Jésus est la nourriture au-delà de toute nourriture, celle dont on a besoin encore et encore, même quand on pense être rassasié(comme quand on mange
l’aphicoman) ; il est le pain et la source de la vie, comme il le disait à Jérusalem, le grand jour de la fête des Tentes : si quelqu'un a soif, qu'il vienne à moi, et il
boira, celui qui croit en moi ! selon le mot de l'Écriture : de son sein couleront des fleuves d'eau vive (Jean 7,37-38).

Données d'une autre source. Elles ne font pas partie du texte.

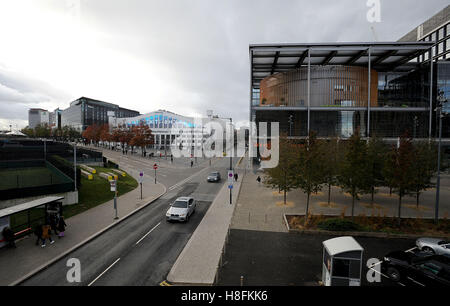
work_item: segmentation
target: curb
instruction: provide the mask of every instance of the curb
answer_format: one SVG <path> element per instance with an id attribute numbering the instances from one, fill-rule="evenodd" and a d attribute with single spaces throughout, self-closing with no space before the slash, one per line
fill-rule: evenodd
<path id="1" fill-rule="evenodd" d="M 332 235 L 332 236 L 355 236 L 355 237 L 372 237 L 372 238 L 387 238 L 387 239 L 417 239 L 423 238 L 424 235 L 418 234 L 393 234 L 382 232 L 337 232 L 337 231 L 324 231 L 324 230 L 312 230 L 312 229 L 291 229 L 286 216 L 301 216 L 298 214 L 283 214 L 284 221 L 289 233 L 294 234 L 307 234 L 307 235 Z M 450 236 L 445 235 L 433 235 L 435 238 L 449 239 Z"/>
<path id="2" fill-rule="evenodd" d="M 161 183 L 160 183 L 161 184 Z M 162 184 L 161 184 L 162 185 Z M 20 285 L 21 283 L 23 283 L 24 281 L 26 281 L 27 279 L 31 278 L 33 275 L 39 273 L 40 271 L 48 268 L 49 266 L 51 266 L 52 264 L 54 264 L 55 262 L 59 261 L 61 258 L 65 257 L 67 254 L 72 253 L 73 251 L 79 249 L 80 247 L 82 247 L 83 245 L 85 245 L 86 243 L 94 240 L 95 238 L 97 238 L 98 236 L 100 236 L 101 234 L 105 233 L 106 231 L 110 230 L 111 228 L 113 228 L 114 226 L 116 226 L 117 224 L 121 223 L 122 221 L 126 220 L 128 217 L 134 215 L 135 213 L 137 213 L 138 211 L 140 211 L 141 209 L 147 207 L 148 205 L 150 205 L 151 203 L 155 202 L 156 200 L 158 200 L 160 197 L 162 197 L 166 192 L 167 192 L 167 187 L 162 185 L 164 187 L 164 191 L 159 194 L 158 196 L 156 196 L 153 200 L 150 200 L 150 202 L 148 202 L 147 204 L 133 210 L 132 212 L 128 213 L 127 215 L 123 216 L 122 218 L 120 218 L 119 220 L 117 220 L 116 222 L 108 225 L 107 227 L 105 227 L 104 229 L 98 231 L 97 233 L 89 236 L 88 238 L 86 238 L 85 240 L 81 241 L 80 243 L 76 244 L 75 246 L 73 246 L 72 248 L 68 249 L 67 251 L 61 253 L 60 255 L 58 255 L 57 257 L 53 258 L 52 260 L 48 261 L 47 263 L 41 265 L 40 267 L 34 269 L 33 271 L 31 271 L 30 273 L 26 274 L 25 276 L 19 278 L 18 280 L 12 282 L 11 284 L 9 284 L 8 286 L 17 286 Z M 146 202 L 146 200 L 143 200 L 142 202 Z"/>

Ce cri de Jésus retentit encore au soir de son dernier repas, en résonance avec le Psaume 42 : ke’yal ta‘arog ‘al-’aphiqey-mayim, comme
languit la biche après les eaux vives (Psaume 42,2)… ’aphiqey-mayim (littéralement les forces des eaux) signifie généralement cours d’eau. Mais – une
fois n’est pas coutume – la traduction de la Bible de Jérusalem m’enchante… comme la guematria de l’expression hébraïque : 47+47 , incarnation des incarnations !).
Dans l’expression’aphiqey-mayim on entend – ô merveille ! – le mot ’aphiqoman : ce sont les eaux vives.
L’aphicoman est décidément bien plus qu’un dessert : il est la nourriture irremplaçable de tout être humain et la source éternelle de la vie,
Jésus lui-même donné à l’humanité pour son salut !
C’est la coupe de la fin du repas de fête, accompagnée de longues actions de grâce : baroukh ’atah adonaï…, béni sois-tu, Éternel,
notre Dieu, Roi de l’Univers…
Je ne pense pas que cette coupe puisse être La Coupe des évangiles.
Le rite de Pessach
Le rite attaché à la quatrième coupe est le suivant : on emplit la coupe puis on dit le shephokh
chamatekha : répands ta colère sur les peuples qui ne
te connaissent pas, sur les empires qui n’invoquent pas ton nom…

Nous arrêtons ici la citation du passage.